Program Abstract
Many individual business have gone as far as they can on their own to remove costs from the supply chain. Once you've implemented lean processed and leveraged technology effectively to integrate supply, demand, and inventory control, there may be little more you can do within the four walls of your organization to take costs out of the supply chain.
But in many industries and for many types of products, companies no longer compete directly with one another. Instead the competition is supply chain vs. supply chain. The winners then become not simply those companies that are most efficient but those supply chains whose members work together most effectively.
In this session, Jack Shaw shows how the companies who comprise the most effective supply chains take additional costs out of their supply chains through collaborative supply chain event management. Collaboration is far more than simply an agreement to cooperate -- although that is a critical first step.
Collaboration means the sharing of key supply, demand, and inventory information among partners up and down the supply chain -- and in real time. It also means using tools like Activity Based Costing to manage costs on an apples-to-apples basis across the supply chain.
Jack will show your attendees how supply chain leaders are employing the concept of Net Chain Benefit (NCB) to identify areas for process improvement across the extended enterprise.
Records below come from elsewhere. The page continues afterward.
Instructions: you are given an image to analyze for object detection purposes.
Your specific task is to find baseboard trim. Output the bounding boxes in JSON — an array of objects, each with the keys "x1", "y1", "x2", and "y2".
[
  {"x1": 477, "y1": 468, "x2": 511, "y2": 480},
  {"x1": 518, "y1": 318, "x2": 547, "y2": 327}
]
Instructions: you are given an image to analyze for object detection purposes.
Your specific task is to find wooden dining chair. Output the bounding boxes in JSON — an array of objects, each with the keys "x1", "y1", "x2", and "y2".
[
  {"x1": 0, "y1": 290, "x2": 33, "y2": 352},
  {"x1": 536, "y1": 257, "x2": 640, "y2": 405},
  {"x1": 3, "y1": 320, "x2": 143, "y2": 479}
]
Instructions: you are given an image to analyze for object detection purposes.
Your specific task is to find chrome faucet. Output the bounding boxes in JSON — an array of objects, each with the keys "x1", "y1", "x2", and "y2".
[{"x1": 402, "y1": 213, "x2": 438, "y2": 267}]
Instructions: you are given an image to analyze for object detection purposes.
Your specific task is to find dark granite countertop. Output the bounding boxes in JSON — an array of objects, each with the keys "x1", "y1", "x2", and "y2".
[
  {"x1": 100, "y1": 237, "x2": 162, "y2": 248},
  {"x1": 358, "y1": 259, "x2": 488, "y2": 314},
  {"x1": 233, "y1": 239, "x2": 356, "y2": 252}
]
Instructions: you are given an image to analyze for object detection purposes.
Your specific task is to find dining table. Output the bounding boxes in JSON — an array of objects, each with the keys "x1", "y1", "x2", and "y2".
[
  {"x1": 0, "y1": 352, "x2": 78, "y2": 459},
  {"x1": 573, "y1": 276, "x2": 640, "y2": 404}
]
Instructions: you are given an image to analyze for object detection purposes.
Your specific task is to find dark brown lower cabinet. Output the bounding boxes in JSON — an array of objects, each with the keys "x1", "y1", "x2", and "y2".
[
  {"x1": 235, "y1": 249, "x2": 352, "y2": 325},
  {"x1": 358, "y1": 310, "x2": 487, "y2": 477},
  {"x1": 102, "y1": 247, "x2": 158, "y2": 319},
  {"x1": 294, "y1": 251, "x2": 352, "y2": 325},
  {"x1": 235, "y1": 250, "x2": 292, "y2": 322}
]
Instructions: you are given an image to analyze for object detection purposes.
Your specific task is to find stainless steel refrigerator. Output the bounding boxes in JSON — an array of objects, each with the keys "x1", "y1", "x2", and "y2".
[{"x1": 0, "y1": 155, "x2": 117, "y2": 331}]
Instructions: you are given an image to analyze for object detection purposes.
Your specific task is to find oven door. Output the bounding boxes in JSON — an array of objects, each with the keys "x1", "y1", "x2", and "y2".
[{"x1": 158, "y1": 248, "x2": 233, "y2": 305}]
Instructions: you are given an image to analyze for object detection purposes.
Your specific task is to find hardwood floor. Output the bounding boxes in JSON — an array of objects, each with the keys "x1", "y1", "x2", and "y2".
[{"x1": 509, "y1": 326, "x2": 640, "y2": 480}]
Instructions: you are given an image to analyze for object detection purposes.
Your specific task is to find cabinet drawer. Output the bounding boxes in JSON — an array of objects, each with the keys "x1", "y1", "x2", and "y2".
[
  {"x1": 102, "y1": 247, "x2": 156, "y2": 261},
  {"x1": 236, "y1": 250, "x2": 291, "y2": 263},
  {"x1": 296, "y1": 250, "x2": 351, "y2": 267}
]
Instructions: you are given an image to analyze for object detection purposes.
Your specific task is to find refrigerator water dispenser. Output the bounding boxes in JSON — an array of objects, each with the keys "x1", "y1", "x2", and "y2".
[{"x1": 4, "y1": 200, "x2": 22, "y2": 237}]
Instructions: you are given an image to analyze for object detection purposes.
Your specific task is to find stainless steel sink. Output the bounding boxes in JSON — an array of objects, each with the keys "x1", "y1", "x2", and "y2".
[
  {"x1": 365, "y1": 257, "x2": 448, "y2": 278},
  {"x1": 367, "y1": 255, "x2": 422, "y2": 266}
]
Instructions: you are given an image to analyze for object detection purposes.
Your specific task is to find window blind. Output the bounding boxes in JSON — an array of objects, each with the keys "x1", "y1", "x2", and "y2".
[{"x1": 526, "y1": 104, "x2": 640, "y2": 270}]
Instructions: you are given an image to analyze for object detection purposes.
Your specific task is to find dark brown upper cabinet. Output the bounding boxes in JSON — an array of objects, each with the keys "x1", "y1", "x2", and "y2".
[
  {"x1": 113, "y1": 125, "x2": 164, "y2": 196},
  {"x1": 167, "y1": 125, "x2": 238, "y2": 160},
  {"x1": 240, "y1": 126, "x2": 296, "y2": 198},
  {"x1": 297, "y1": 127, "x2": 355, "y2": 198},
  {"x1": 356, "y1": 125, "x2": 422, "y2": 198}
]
In addition, NCB helps determine the economic viability of proposed process improvements and provides a means to track ROI once improvements have been implemented. Trading partners can also use NCB to track the economic health of the supply chain as a whole - a holistic approach to collaborative supply chain management.
The use of NCB is an acknowledgment of the fact that decisions are never made in a vacuum. On the contrary, decisions made by supply chain members often have ripple effects that are felt at every tier in the chain. With NCB, each supply chain member measures the impact of these ripples on each connected trading partner and on the supply chain as a whole. Thus, the chain is treated as an entity in and of itself - somewhat comparable to a holding company that derives its profits from a collection of subsidiaries.
This approach to collaborative supply chain management allows supply chain participants to measure the value added by each supply chain partner and thus to identify optimal means for sharing the benefits of supply chain improvements. This aligns the interests of the individual partners with the economic vitality of the supply chain as a whole. As a result, every member of the supply chain can take a strategic view of the supply chain -- understanding that what is good for the whole is good for the parts and vice versa.